Mrs Carnell: No; you are the one who is raising it.

MS FOLLETT: Mr Speaker, if Mrs Carnell persistently interrupts, I will have to ask you to protect me from her.

I do also want to make the point - I think, contrary to the gist of what Ms Tucker was saying - that I am a strong supporter of sister city relationships, and the reason I support them is that I believe that they are a very substantial force for greater understanding and, therefore, for world harmony. The fact that they are conducted at a people-to-people level, I believe, is useful and productive in achieving both of those objectives. I therefore support the notion of sister city relationships, and I would, in other circumstances, have supported a relationship with Versailles. But we cannot ignore the decision the French Government has taken; nor can we ask some other level of government to make our protest for us; nor can we, as Mr Moore unsuccessfully sought to do, protest only against people who do not agree with us.

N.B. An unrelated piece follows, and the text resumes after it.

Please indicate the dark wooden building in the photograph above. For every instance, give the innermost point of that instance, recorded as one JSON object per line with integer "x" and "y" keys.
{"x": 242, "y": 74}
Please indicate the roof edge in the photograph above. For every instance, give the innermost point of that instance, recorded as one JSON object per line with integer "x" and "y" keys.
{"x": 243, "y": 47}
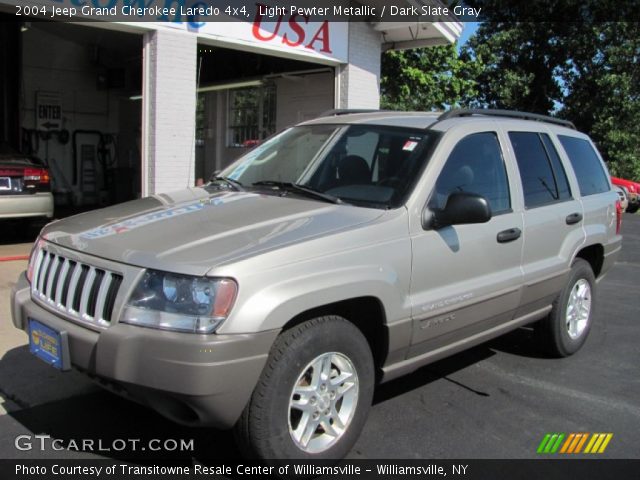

That is a nonsense.

I ask members to imagine, if they will, what would happen if the shoe were on the other foot. If it were the Australian Government who had recommenced nuclear testing, say, in the countryside of Provence, or in the Mediterranean off Nice, what would be the attitude of the people of Les Yvelines in the Versailles region? They would be outraged. They would seek to sever relations with the people of Canberra. I have no doubt whatsoever of that.

For that reason, I again commend the motion to the Assembly. I believe that it is the appropriate form of protest for the people of Canberra to make in a civilised, lawful and peaceful manner, and I urge the Government to show some leadership by offering the people of the Territory this peaceful and lawful avenue of protest. It is a question of leadership. Of course, the boycott is also important, but there are many people who have probably never bought a French product in their lives. There are even more people who have spent the last several years conscientiously buying Australian, and I am one of them. Whether it is clothing or drink or whatever, I make every effort to buy Australian. We need the two actions to be taken simultaneously.

Mr Speaker, to conclude, we have no objection to Mr Humphries's amendment to the motion, but that amendment cannot stand alone. It is essential that the people of this Territory also have a suitable avenue to express their outrage at this matter, and that is the substantial motion.